I would like to simply give users a jar with my mapping application that is basically just a wrapper of your rml mapper but with a fixed mapping document. My mapping document should ideally be inside the resources folder to simply deliver one "complete" jar to my users. XML documents that should be mapped are outside of the jar, so its a bit of a pain.

Any advice would be appreciated. And keep up the good work on RML, I really like it 👍

justin2004 commented 3 years ago

it is kinda awkward to have the path of a source file coded into the mapping document.

i just tested and it looks you can can use /dev/stdin (assuming you've got a linux distro).

e.g.

     rml:source "/dev/stdin";

then

cat src/test/resources/example5/museum.json | docker run --rm -i -v `pwd`:/data rmlmapper -v -m  src/test/resources/example5/museum-model.rml.ttl
justin2004 commented 3 years ago

oh and you can of course just iterate through files...

e.g. in bash:

ls -d1 *json | while read in ; do
cat $in | docker run --rm -i -v `pwd`:/data rmlmapper -v -m  src/test/resources/example5/museum-model.rml.ttl > ${in}.ttl
done

same could be done with xml

aljoshakoecher commented 3 years ago

That's an interesting solution, thanks! But unfortunately I don't want to rely on a linux specific solution. I had hoped for a way to set / change the source document after loading a mapping into a QuadStore. Wouldn't it be possible to remove the quad containing the source and add it again with a different object (i.e. another source document)? I just stumbled accross QuadStore.removeQuad(...) and QuadStore.addQuad(...)
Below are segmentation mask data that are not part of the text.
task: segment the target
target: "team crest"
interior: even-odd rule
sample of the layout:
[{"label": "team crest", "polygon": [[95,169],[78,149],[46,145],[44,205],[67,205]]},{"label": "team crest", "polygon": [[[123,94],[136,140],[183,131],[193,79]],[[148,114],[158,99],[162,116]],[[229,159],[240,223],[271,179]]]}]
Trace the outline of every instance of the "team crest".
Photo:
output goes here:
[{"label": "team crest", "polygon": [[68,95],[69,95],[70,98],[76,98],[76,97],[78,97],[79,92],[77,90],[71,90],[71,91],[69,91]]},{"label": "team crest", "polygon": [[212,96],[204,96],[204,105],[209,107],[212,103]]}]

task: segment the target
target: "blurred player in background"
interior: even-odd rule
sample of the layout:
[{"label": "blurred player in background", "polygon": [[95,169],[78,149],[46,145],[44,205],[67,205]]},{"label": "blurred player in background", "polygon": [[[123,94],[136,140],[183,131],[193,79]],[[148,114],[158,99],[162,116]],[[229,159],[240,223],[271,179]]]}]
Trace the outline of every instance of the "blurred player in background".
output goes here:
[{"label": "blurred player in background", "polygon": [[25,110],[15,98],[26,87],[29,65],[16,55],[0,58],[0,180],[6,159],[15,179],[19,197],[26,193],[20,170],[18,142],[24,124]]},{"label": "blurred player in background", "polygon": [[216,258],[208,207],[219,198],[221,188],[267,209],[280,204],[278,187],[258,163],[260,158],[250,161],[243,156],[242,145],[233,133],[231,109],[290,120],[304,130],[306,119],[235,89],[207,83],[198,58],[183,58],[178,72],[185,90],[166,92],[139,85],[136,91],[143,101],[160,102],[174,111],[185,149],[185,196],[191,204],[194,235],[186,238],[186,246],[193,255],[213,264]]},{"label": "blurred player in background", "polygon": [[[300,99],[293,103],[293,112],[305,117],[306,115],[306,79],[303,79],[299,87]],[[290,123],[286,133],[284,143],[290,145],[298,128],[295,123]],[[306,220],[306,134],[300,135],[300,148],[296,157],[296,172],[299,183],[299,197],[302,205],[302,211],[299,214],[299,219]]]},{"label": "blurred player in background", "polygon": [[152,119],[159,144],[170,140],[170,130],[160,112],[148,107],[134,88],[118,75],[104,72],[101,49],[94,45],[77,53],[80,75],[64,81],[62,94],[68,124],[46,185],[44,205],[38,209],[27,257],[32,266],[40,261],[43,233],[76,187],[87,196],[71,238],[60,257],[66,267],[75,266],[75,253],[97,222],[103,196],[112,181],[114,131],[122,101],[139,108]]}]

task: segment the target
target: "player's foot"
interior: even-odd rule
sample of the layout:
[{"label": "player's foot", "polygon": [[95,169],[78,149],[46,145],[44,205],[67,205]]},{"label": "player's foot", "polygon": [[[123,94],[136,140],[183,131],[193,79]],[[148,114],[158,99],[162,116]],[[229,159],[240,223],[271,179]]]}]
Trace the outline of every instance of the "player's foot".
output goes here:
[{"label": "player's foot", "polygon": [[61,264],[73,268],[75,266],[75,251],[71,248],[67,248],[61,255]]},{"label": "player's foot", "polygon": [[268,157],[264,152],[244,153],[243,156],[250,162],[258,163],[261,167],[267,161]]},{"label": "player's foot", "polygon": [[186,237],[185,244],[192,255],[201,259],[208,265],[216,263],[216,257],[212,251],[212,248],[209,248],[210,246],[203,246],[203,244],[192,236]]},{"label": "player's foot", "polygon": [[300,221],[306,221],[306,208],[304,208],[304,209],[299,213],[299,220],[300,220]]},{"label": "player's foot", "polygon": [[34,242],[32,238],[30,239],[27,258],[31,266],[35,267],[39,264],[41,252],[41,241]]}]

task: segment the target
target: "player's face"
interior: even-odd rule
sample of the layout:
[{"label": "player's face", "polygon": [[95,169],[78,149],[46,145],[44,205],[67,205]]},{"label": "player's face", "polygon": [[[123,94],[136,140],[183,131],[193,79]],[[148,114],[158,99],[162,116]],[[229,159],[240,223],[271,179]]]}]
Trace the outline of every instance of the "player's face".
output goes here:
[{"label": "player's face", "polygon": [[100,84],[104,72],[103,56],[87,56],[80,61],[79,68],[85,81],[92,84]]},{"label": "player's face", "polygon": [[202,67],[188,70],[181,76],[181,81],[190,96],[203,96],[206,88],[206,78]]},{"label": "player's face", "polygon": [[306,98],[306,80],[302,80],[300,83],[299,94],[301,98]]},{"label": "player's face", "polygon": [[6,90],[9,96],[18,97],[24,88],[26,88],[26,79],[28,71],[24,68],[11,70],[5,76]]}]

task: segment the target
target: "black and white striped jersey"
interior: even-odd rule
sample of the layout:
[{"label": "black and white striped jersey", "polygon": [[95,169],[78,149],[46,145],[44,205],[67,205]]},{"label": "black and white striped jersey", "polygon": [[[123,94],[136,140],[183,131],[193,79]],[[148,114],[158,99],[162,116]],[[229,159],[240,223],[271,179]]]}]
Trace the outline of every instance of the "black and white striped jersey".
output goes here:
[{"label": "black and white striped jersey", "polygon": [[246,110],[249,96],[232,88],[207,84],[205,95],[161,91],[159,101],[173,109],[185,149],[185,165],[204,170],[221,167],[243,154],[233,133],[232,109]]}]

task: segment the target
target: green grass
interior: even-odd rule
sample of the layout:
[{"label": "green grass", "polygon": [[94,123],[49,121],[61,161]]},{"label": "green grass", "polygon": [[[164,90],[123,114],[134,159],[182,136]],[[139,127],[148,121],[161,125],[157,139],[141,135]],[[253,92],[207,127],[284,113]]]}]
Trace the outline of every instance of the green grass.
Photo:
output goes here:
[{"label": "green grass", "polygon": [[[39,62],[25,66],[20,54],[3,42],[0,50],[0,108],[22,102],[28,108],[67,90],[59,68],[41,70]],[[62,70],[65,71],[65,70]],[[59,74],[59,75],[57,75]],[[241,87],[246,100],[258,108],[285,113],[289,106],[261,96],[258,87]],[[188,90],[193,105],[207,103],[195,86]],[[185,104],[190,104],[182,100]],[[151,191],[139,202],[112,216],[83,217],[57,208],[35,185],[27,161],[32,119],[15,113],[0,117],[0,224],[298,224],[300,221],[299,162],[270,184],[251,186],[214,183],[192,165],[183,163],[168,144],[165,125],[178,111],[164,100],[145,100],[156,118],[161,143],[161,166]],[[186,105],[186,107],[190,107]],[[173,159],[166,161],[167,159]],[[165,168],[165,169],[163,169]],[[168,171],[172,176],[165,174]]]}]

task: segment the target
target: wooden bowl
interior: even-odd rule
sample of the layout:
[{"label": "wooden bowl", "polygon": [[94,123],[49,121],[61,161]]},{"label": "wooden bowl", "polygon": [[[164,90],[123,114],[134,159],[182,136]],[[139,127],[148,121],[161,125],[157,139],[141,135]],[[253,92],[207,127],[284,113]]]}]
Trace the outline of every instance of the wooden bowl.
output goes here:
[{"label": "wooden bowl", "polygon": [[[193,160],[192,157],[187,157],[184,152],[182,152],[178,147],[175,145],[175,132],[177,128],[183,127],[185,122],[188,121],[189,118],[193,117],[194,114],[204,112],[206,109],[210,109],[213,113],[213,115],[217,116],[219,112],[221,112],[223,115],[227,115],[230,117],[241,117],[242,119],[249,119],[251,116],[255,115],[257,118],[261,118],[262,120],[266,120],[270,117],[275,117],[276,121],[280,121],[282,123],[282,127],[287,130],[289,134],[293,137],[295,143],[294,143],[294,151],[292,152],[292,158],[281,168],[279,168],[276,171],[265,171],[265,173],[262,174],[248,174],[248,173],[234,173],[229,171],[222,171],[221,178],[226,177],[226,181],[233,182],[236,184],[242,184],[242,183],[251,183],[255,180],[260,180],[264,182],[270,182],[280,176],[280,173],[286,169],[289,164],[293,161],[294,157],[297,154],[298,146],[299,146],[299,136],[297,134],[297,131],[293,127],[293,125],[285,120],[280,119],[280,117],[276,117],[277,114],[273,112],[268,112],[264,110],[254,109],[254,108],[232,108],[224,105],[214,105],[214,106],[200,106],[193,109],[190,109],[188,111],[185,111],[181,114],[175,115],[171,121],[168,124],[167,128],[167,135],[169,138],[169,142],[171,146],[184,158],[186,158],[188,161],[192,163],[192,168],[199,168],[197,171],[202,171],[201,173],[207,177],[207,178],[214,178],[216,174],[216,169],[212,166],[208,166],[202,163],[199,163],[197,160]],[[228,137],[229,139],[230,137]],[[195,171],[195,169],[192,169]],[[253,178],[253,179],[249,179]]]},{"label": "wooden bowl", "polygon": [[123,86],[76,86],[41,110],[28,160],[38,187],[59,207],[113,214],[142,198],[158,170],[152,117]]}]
justin2004 commented 3 years ago

gotcha. well you could load the triples (the mapping) in a jena model and do a insert/delete sparql query on the model https://stackoverflow.com/questions/53843724/sparql-insert-delete to replace the source file.

https://jena.apache.org/index.html

aljoshakoecher commented 3 years ago

Yes, I'm going to try this out. Thanks a lot!